The Court, however, need not look beyond the undisputed evidence. There is no dispute that Clapper loaned out $120,000. Furthermore, Karen Clark's deposition concedes that the November 3, 2005 open-ended note reflected the payments that Clapper had made that totaled $120,000. No evidence, even from Bruno, has been offered to dispute this fact. In addition, while Bruno appears to argue that the November 3, 2005 note is not the "operative note" that Clapper should be pursuing, the documentary evidence also refutes this contention.

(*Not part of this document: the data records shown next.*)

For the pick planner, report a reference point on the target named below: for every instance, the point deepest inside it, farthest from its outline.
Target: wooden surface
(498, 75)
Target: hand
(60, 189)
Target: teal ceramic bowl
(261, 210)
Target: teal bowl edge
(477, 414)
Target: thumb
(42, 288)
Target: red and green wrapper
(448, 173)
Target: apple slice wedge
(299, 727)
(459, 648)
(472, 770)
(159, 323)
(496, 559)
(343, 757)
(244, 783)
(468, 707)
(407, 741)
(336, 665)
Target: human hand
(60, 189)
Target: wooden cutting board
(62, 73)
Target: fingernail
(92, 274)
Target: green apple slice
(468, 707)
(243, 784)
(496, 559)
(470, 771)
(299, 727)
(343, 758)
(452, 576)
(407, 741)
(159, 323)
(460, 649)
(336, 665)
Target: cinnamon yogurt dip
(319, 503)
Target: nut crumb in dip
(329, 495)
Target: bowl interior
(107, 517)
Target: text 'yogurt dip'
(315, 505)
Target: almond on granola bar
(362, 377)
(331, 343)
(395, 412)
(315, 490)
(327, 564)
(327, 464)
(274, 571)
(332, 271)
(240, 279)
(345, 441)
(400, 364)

Emails involving Bruno were sent and received on the morning of November 3, 2005. The first email informs Bruno that the note and mortgage are ready to be filed and was sent at 9:16 a.m. on November 3, 2005. Doc. 280-2 at 6. Inquiry is then made about the amount of money that Clapper is owed. At 11:24 a.m. that same day, Bruno responds that Clapper is owed:

$25,000 (from Clapper to Karen Clark), add $3,800 in interest.
$75,000 (from Clapper to Sterling China USA LLC), add $4,175 interest.
$25,000 (from Clapper to_________________, for this funding), add $500 interest.
....
I sent an executed Note and Mortgage to Pete yesterday by overnight mail. Karen Clark can file an executed Note and Mortgage TODAY - but needs direction. BOTH Karen or I are Managing Members for Mikar LTD, and EITHER Karen or I can sign for the LLC.
Doc. 280-2 at 6. Bruno is then informed that Clapper only agreed to front an additional $20,000, not $25,000 as reflected in Bruno's email. Doc. 280-2 at 5. Bruno then responds "I will also sign a personal guarantee." Doc. 280-2 at 5.

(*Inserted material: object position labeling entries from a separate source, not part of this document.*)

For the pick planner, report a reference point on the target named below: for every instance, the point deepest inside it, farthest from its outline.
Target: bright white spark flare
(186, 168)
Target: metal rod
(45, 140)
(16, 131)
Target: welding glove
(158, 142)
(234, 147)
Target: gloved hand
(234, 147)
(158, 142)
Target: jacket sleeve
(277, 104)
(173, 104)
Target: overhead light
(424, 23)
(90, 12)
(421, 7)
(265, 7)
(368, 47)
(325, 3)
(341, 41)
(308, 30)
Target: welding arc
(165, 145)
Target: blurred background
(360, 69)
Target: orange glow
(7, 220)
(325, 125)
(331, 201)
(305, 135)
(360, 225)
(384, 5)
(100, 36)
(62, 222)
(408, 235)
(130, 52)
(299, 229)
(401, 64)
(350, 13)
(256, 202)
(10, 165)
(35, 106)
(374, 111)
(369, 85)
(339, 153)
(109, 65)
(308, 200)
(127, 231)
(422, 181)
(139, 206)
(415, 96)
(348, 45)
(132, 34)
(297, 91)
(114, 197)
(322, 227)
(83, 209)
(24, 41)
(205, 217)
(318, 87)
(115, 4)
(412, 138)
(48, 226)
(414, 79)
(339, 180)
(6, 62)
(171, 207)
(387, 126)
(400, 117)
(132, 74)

This email correspondence refutes any and all contentions by Bruno that Clapper's prior loans are not reflected in the November 3, 2005 note. Moreover, the email destroys any notion that Bruno's personal guaranty was some sort of asset-swap agreement. In short, the contemporaneous, documentary evidence that contains Bruno's email signature supports each and every assertion made by Clapper. Accordingly, there is not a genuine issue of material fact on these claims.

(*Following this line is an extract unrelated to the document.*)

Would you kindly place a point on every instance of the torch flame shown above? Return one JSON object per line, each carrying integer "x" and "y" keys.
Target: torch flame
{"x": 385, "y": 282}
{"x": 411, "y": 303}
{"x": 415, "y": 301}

As against Mikar, judgment on the note is GRANTED. Judgment in the amount of $413,448.59 is hereby entered in favor of Clapper against Mikar. The Court notes that this amount includes interest and attorney fees as contemplated by the note. Moreover, the amounts alleged in support of summary judgment have not been contested.

With respect to CDI, the Court also finds that judgment is appropriate. Karen Clark admitted in her deposition that CDI put up property as collateral for the original loan. That is, Clark admitted that the original mortgage of Mikar property was transferred over to a mortgage on CDI property. There is no genuine issue of fact surrounding this mortgage. Further, within the mortgage, CDI assumes liability for any deficiency following a foreclosure. As the facts of this matter make clear, following foreclosure of the condominium units, there will be no funds left to pay Clapper. Accordingly, judgment in the amount of the deficiency against CDI in the amount of $413,448.59 is also proper. If in some manner the full foreclosure results in a payment to Clapper, this amount will be properly reduced.

Due to what appears to be a pending bankruptcy for CDI, the Court will not formally enter judgment against CDI at this time.

Clapper's motion for partial summary judgment against CDI and summary judgment against Mikar (Doc. 260) is GRANTED.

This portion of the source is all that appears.